Glad my advice on using the vise grips worked out getting the auger out.

As for the stove convection blower not coming on, the POF switch (proof of fire) may be bad....it should be located on the exhaust system near the combustion blower.

My advice is to start taking the stove apart and clean EVERYTHING as far as you possible can.  There may be lots of ash built up/caked in places you didn't know existed, but usually as you disassemble the stove, those ash traps will become apparent.  

The blowers may just a good cleaning and maybe even some lubrication.  Make a 120V test cord out of an old lamp cord so you can connect the blowers after cleaning to see how well they work.
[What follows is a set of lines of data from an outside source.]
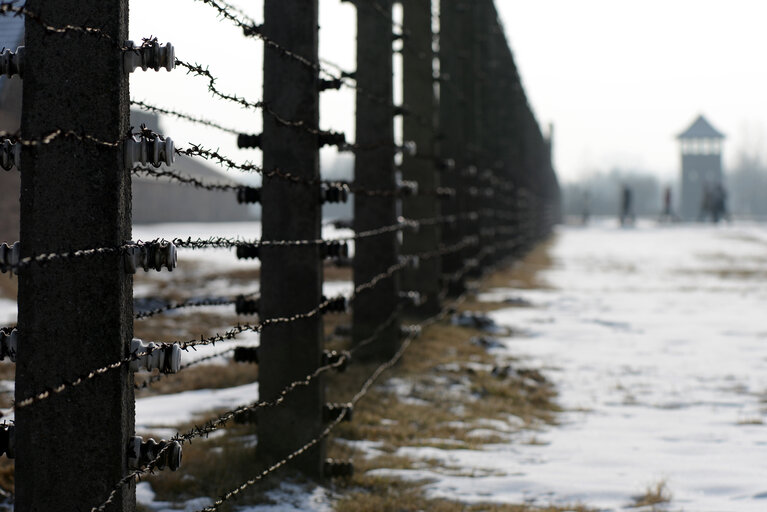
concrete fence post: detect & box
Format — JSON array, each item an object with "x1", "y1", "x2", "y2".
[
  {"x1": 257, "y1": 0, "x2": 325, "y2": 476},
  {"x1": 402, "y1": 0, "x2": 442, "y2": 316},
  {"x1": 352, "y1": 0, "x2": 400, "y2": 359},
  {"x1": 15, "y1": 0, "x2": 135, "y2": 512}
]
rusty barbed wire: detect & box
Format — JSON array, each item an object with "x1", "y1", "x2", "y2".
[
  {"x1": 133, "y1": 347, "x2": 235, "y2": 389},
  {"x1": 131, "y1": 99, "x2": 242, "y2": 135},
  {"x1": 13, "y1": 236, "x2": 474, "y2": 410},
  {"x1": 131, "y1": 166, "x2": 244, "y2": 192},
  {"x1": 91, "y1": 232, "x2": 516, "y2": 512},
  {"x1": 133, "y1": 292, "x2": 258, "y2": 320}
]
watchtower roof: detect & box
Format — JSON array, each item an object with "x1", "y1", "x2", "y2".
[{"x1": 677, "y1": 115, "x2": 725, "y2": 140}]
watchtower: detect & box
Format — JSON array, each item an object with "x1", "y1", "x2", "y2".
[{"x1": 677, "y1": 116, "x2": 725, "y2": 221}]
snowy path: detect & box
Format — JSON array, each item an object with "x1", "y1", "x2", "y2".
[{"x1": 410, "y1": 225, "x2": 767, "y2": 512}]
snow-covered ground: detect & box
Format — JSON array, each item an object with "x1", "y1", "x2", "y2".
[{"x1": 383, "y1": 223, "x2": 767, "y2": 512}]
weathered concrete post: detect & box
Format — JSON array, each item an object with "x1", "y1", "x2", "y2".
[
  {"x1": 258, "y1": 0, "x2": 325, "y2": 476},
  {"x1": 438, "y1": 0, "x2": 469, "y2": 295},
  {"x1": 15, "y1": 0, "x2": 135, "y2": 512},
  {"x1": 352, "y1": 0, "x2": 400, "y2": 359},
  {"x1": 402, "y1": 0, "x2": 442, "y2": 316}
]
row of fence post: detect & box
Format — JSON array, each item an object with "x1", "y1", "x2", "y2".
[{"x1": 15, "y1": 0, "x2": 559, "y2": 512}]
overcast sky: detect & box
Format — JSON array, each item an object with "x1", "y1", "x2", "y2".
[{"x1": 131, "y1": 0, "x2": 767, "y2": 181}]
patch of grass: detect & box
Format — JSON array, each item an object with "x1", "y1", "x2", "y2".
[
  {"x1": 141, "y1": 424, "x2": 280, "y2": 512},
  {"x1": 631, "y1": 480, "x2": 672, "y2": 512},
  {"x1": 0, "y1": 272, "x2": 19, "y2": 300}
]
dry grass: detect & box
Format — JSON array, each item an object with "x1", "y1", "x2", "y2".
[
  {"x1": 0, "y1": 272, "x2": 19, "y2": 300},
  {"x1": 320, "y1": 240, "x2": 568, "y2": 512},
  {"x1": 631, "y1": 480, "x2": 672, "y2": 512}
]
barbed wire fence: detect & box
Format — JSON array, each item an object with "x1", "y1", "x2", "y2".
[{"x1": 0, "y1": 0, "x2": 559, "y2": 512}]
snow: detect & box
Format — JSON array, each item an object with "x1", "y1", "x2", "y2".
[
  {"x1": 0, "y1": 298, "x2": 18, "y2": 326},
  {"x1": 133, "y1": 221, "x2": 354, "y2": 276},
  {"x1": 392, "y1": 224, "x2": 767, "y2": 512},
  {"x1": 136, "y1": 382, "x2": 258, "y2": 435}
]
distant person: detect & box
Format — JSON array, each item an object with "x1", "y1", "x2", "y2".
[
  {"x1": 698, "y1": 182, "x2": 714, "y2": 222},
  {"x1": 581, "y1": 191, "x2": 591, "y2": 226},
  {"x1": 710, "y1": 183, "x2": 729, "y2": 224},
  {"x1": 620, "y1": 185, "x2": 636, "y2": 226},
  {"x1": 660, "y1": 187, "x2": 679, "y2": 222}
]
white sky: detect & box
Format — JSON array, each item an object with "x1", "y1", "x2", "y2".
[{"x1": 131, "y1": 0, "x2": 767, "y2": 181}]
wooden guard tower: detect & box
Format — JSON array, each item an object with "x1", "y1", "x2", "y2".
[{"x1": 677, "y1": 115, "x2": 725, "y2": 221}]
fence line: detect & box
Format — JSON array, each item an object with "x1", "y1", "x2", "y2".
[{"x1": 0, "y1": 0, "x2": 559, "y2": 512}]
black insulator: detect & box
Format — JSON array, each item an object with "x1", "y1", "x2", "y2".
[
  {"x1": 319, "y1": 132, "x2": 346, "y2": 147},
  {"x1": 320, "y1": 241, "x2": 349, "y2": 259},
  {"x1": 437, "y1": 158, "x2": 455, "y2": 171},
  {"x1": 322, "y1": 296, "x2": 349, "y2": 313},
  {"x1": 322, "y1": 404, "x2": 354, "y2": 423},
  {"x1": 237, "y1": 133, "x2": 261, "y2": 148},
  {"x1": 321, "y1": 183, "x2": 349, "y2": 203},
  {"x1": 0, "y1": 423, "x2": 16, "y2": 459},
  {"x1": 138, "y1": 438, "x2": 181, "y2": 471},
  {"x1": 322, "y1": 350, "x2": 352, "y2": 372},
  {"x1": 436, "y1": 187, "x2": 455, "y2": 199},
  {"x1": 242, "y1": 25, "x2": 263, "y2": 37},
  {"x1": 333, "y1": 219, "x2": 354, "y2": 229},
  {"x1": 234, "y1": 347, "x2": 258, "y2": 364},
  {"x1": 234, "y1": 409, "x2": 258, "y2": 425},
  {"x1": 234, "y1": 295, "x2": 261, "y2": 315},
  {"x1": 319, "y1": 78, "x2": 344, "y2": 91},
  {"x1": 322, "y1": 459, "x2": 354, "y2": 478},
  {"x1": 237, "y1": 187, "x2": 261, "y2": 204},
  {"x1": 237, "y1": 244, "x2": 261, "y2": 260},
  {"x1": 400, "y1": 325, "x2": 421, "y2": 340},
  {"x1": 333, "y1": 325, "x2": 352, "y2": 338}
]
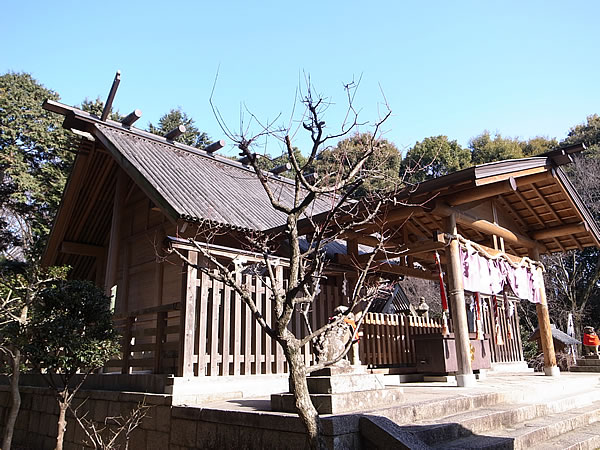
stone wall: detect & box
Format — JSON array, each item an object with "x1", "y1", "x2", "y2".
[{"x1": 0, "y1": 386, "x2": 361, "y2": 450}]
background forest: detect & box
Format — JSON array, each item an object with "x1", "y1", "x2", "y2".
[{"x1": 0, "y1": 72, "x2": 600, "y2": 352}]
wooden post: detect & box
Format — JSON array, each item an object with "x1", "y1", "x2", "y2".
[
  {"x1": 104, "y1": 171, "x2": 127, "y2": 301},
  {"x1": 121, "y1": 316, "x2": 135, "y2": 375},
  {"x1": 529, "y1": 248, "x2": 560, "y2": 376},
  {"x1": 177, "y1": 251, "x2": 197, "y2": 377},
  {"x1": 154, "y1": 311, "x2": 168, "y2": 373},
  {"x1": 444, "y1": 214, "x2": 475, "y2": 387}
]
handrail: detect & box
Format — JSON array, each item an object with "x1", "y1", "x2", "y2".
[{"x1": 113, "y1": 302, "x2": 181, "y2": 319}]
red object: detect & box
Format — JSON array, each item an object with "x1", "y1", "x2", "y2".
[
  {"x1": 435, "y1": 252, "x2": 448, "y2": 311},
  {"x1": 583, "y1": 333, "x2": 600, "y2": 345}
]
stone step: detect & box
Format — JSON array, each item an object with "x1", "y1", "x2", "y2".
[
  {"x1": 432, "y1": 401, "x2": 600, "y2": 450},
  {"x1": 413, "y1": 392, "x2": 600, "y2": 444},
  {"x1": 531, "y1": 422, "x2": 600, "y2": 450},
  {"x1": 569, "y1": 366, "x2": 600, "y2": 372},
  {"x1": 577, "y1": 358, "x2": 600, "y2": 367}
]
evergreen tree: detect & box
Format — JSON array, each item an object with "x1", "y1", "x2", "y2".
[
  {"x1": 0, "y1": 72, "x2": 73, "y2": 258},
  {"x1": 148, "y1": 108, "x2": 211, "y2": 149}
]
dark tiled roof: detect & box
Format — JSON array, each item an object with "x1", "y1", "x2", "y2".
[
  {"x1": 96, "y1": 123, "x2": 331, "y2": 230},
  {"x1": 528, "y1": 324, "x2": 581, "y2": 345}
]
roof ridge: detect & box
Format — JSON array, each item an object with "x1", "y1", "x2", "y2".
[{"x1": 43, "y1": 100, "x2": 295, "y2": 185}]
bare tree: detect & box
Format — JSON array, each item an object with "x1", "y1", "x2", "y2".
[
  {"x1": 171, "y1": 82, "x2": 404, "y2": 448},
  {"x1": 70, "y1": 399, "x2": 152, "y2": 450},
  {"x1": 0, "y1": 262, "x2": 66, "y2": 450},
  {"x1": 544, "y1": 156, "x2": 600, "y2": 335}
]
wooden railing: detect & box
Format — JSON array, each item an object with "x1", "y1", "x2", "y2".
[
  {"x1": 481, "y1": 296, "x2": 523, "y2": 362},
  {"x1": 105, "y1": 302, "x2": 180, "y2": 374},
  {"x1": 105, "y1": 290, "x2": 523, "y2": 376},
  {"x1": 360, "y1": 296, "x2": 523, "y2": 367},
  {"x1": 360, "y1": 313, "x2": 442, "y2": 367}
]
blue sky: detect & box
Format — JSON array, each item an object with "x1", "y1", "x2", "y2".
[{"x1": 0, "y1": 0, "x2": 600, "y2": 155}]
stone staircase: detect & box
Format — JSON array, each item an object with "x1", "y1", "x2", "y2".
[
  {"x1": 569, "y1": 356, "x2": 600, "y2": 372},
  {"x1": 360, "y1": 376, "x2": 600, "y2": 450}
]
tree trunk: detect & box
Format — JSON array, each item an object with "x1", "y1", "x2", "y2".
[
  {"x1": 55, "y1": 389, "x2": 69, "y2": 450},
  {"x1": 2, "y1": 349, "x2": 21, "y2": 450},
  {"x1": 284, "y1": 343, "x2": 327, "y2": 450}
]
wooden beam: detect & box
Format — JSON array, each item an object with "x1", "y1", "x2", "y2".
[
  {"x1": 335, "y1": 254, "x2": 438, "y2": 281},
  {"x1": 269, "y1": 163, "x2": 292, "y2": 175},
  {"x1": 165, "y1": 125, "x2": 185, "y2": 141},
  {"x1": 121, "y1": 109, "x2": 142, "y2": 127},
  {"x1": 350, "y1": 233, "x2": 447, "y2": 263},
  {"x1": 532, "y1": 222, "x2": 589, "y2": 240},
  {"x1": 177, "y1": 252, "x2": 197, "y2": 377},
  {"x1": 204, "y1": 139, "x2": 225, "y2": 154},
  {"x1": 445, "y1": 214, "x2": 475, "y2": 387},
  {"x1": 42, "y1": 148, "x2": 91, "y2": 267},
  {"x1": 60, "y1": 241, "x2": 105, "y2": 258},
  {"x1": 529, "y1": 249, "x2": 560, "y2": 376},
  {"x1": 104, "y1": 168, "x2": 127, "y2": 296},
  {"x1": 166, "y1": 236, "x2": 290, "y2": 267},
  {"x1": 445, "y1": 177, "x2": 517, "y2": 206},
  {"x1": 516, "y1": 169, "x2": 555, "y2": 188},
  {"x1": 433, "y1": 202, "x2": 545, "y2": 250},
  {"x1": 346, "y1": 239, "x2": 358, "y2": 257},
  {"x1": 100, "y1": 70, "x2": 121, "y2": 122},
  {"x1": 475, "y1": 166, "x2": 548, "y2": 186}
]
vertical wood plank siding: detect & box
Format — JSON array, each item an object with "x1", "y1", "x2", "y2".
[{"x1": 107, "y1": 284, "x2": 523, "y2": 376}]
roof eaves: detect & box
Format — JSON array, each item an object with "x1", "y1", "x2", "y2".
[
  {"x1": 555, "y1": 167, "x2": 600, "y2": 248},
  {"x1": 92, "y1": 126, "x2": 179, "y2": 221},
  {"x1": 43, "y1": 100, "x2": 294, "y2": 185}
]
Reassemble and then use the leaf blower method on it....you might get even more ash out (do this procedure outside....LOL).


----------



## hamps64 (May 27, 2010)

I am one of the people that actually own a Kozi Baywin...Love it...kept us toasty last winter anyway at first I had a few problems and my dealer wasn't much help so I call Kozi in Canada and talked to Marvin a tech guy he was great.  I told him the problem and he explained it.  He also gave me a few other dealer in my area try giving them a call they were very helpful!


----------



## stoveguy2esw (May 28, 2010)

might want to give it a good "leaf blower" method of cleaning or high pressure air if you have a compressor and an air gun.  as for the immediate shutdown , sounds like a "low limit" switch,  locate the switch and see if you can jumper it out if its a snapdisk you should be able to if thhis allows you to turn the unit on and then have a shutdown procedure initiate when you turn it off  replacement of the snapdisk should solve the problem (note im not familiar with their product line so this is just a guess)


----------